# PCB Pier redfish!



## Dustin Pate (Oct 5, 2020)

We made the trip down to PCB last week and did some fishing while there. Overall the fishing was kind of slow, especially for kings and spanish, but a cold front north wind will do that. There were a couple of flurries, but I never got a good day of them. There were a couple good evenings of lots of blues and sporadic spanish. 

The best bite was one of the first evenings before the water cleaned up. We had about an hour and a half of the finest redfish bite you could ask for. We were the only two in the shallow water and as quick as you could get a live bait down, you would get a bite. Every single fish we caught was inside the slot except one 29 inch fish. 
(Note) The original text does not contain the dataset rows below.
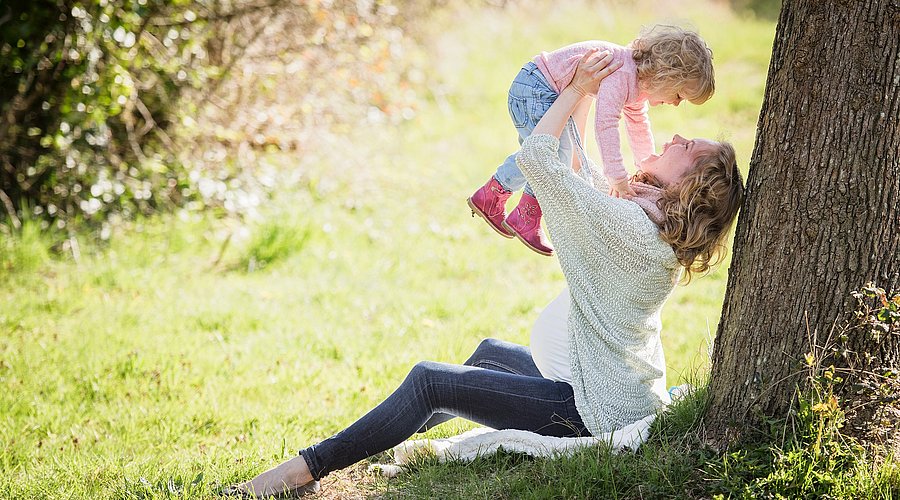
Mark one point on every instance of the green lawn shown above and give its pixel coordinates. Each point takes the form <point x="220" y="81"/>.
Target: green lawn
<point x="146" y="369"/>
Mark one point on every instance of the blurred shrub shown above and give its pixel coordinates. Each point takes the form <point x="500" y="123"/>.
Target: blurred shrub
<point x="110" y="109"/>
<point x="766" y="9"/>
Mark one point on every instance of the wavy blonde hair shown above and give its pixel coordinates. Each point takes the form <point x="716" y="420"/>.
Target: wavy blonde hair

Here are a few pictures we took in the madness....


----------



## Gator89 (Oct 5, 2020)

That'll stretch your line.


----------



## pjciii (Oct 5, 2020)

very nice. what end of the beach were you on? looks like the west end


----------



## fowlmeat08 (Oct 16, 2020)

Looks like he's at the St. Andrews pier. Nice catch. That's fun stuff right there.  Mighty fine table fare also.


----------



## 1eyefishing (Oct 16, 2020)

That first one needs a wooden frame around it!
WTG!

 For me, sometimes a pic like that can make the whole trip memorable.


----------



## Dustin Pate (Oct 16, 2020)

fowlmeat08 said:


> Looks like he's at the St. Andrews pier. Nice catch. That's fun stuff right there.  Mighty fine table fare also.



City Pier.


----------



## Worley (Oct 16, 2020)

Fine fish buddy. That’s a great way to make some memories and eat well too!


----------



## Geffellz18 (Oct 17, 2020)

Very Nice! 

Thanks for sharing.


----------



## bany (Oct 19, 2020)

Nice evening on the pier!


----------



## Seanote (Oct 23, 2020)

Nice day at the pier.  Those fish look very light compared to the Reds we catch in the Atlantic.


----------



## JROESEL (Oct 26, 2020)

Dang Dustin, you might want to get some of those framed,,, give one to the wife for Christmas ? 
Good fish and pictures with the sun


----------